Computer programs (also called computer control logic) are stored in the main memory 608 and/or the secondary memory 610. Computer programs may also be received via the communications interface 624. Such computer programs, when executed, enable the computer system 600 to implement the present invention as discussed herein.
In particular, the computer programs, when executed, enable the processor 604 to implement the processes of the present invention. Accordingly, such computer programs represent controllers of the computer system 600. By way of example, in the embodiments of the invention, the processes/methods performed by signal processing blocks of encoders and/or decoders can be performed by computer control logic. Where the invention is implemented using software, the software may be stored in a computer program product and loaded into the computer system 600 using the removable storage drive 614, the hard drive 612 or the communications interface 624.
Example embodiments of the methods, systems, and components of the present invention have been described herein. As noted elsewhere, these example embodiments have been described for illustrative purposes only, and are not limiting. Other embodiments are possible and are covered by the invention. Such other embodiments will be apparent to persons skilled in the relevant art(s) based on the teachings contained herein. Thus, the breadth and scope of the present invention should not be limited by any of the above described exemplary embodiments, but should be defined only in accordance with the following claims and their equivalents.

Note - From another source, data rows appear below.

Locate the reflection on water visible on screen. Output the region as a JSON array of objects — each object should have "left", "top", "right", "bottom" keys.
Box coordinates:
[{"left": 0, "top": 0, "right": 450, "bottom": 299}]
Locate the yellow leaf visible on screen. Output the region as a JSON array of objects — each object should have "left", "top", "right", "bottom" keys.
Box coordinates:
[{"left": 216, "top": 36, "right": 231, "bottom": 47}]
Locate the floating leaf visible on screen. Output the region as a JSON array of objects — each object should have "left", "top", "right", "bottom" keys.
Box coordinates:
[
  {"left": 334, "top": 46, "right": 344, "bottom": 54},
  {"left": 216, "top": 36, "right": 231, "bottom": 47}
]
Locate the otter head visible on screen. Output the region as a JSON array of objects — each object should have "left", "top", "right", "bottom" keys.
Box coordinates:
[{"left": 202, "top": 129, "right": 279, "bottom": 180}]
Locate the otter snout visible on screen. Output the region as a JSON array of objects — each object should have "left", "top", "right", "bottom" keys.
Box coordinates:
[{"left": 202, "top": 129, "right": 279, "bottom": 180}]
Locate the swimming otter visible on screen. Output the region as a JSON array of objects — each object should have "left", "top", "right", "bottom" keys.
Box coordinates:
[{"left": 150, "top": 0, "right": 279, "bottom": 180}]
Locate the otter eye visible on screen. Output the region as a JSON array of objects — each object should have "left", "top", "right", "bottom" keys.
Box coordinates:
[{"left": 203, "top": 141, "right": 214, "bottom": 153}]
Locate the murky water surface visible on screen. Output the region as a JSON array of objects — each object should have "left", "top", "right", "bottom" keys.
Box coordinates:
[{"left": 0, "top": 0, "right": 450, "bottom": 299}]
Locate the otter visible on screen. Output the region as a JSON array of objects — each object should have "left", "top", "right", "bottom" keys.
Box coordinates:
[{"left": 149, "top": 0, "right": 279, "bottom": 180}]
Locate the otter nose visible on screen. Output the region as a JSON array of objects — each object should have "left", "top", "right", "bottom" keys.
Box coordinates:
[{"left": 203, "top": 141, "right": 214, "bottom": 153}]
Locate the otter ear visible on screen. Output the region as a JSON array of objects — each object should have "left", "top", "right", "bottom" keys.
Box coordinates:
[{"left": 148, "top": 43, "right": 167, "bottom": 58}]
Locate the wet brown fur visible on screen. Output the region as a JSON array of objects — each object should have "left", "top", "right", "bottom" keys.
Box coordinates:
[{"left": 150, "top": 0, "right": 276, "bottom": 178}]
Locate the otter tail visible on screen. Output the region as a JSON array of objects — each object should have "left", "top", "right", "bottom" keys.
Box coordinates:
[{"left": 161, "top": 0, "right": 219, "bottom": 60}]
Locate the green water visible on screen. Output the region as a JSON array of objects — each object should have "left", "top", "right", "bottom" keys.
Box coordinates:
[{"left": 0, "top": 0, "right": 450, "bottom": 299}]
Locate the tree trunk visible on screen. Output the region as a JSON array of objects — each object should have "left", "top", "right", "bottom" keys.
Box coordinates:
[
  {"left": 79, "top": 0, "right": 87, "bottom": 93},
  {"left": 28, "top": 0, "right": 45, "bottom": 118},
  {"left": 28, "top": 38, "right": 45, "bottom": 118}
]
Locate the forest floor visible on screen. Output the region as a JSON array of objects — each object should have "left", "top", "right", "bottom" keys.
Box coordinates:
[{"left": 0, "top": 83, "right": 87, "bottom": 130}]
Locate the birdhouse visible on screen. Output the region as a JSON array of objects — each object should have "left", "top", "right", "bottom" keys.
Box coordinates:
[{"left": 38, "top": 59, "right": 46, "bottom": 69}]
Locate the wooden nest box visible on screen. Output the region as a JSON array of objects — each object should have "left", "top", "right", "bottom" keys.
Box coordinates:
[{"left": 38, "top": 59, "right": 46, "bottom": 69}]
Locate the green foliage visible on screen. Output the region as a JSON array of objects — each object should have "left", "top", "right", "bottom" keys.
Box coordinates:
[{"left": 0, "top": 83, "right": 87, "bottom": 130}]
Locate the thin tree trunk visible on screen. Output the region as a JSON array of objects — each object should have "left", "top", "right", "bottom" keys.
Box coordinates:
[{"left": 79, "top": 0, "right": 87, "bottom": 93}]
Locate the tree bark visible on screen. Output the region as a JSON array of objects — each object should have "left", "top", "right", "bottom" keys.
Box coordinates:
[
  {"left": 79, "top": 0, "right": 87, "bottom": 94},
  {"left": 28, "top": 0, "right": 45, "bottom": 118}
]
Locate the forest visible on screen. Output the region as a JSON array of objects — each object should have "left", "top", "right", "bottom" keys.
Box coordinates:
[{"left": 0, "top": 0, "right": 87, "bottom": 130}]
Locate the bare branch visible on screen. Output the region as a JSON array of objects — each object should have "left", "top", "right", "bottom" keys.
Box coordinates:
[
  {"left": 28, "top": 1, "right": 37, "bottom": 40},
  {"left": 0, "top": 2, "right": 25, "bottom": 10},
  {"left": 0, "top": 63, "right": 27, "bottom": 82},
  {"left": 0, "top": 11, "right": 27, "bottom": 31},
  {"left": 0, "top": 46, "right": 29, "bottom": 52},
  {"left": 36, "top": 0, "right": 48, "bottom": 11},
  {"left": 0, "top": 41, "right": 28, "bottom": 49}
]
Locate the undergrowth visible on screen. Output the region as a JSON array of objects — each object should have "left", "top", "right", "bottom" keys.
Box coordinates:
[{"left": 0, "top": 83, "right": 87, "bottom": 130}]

The foregoing description of the specific embodiments will so fully reveal the general nature of the invention that others can, by applying knowledge within the skill of the art, readily modify and/or adapt for various applications such specific embodiments, without undue experimentation, without departing from the general concept of the present invention. Therefore, such adaptations and modifications are intended to be within the meaning and range of equivalents of the disclosed embodiments, based on the teaching and guidance presented herein. It is to be understood that the phraseology or terminology herein is for the purpose of description and not of limitation, such that the terminology or phraseology of the present specification is to be interpreted by the skilled artisan in light of the teachings and guidance.
The breadth and scope of the present invention should not be limited by any of the above-described exemplary embodiments, but should be defined only in accordance with the following claims and their equivalents.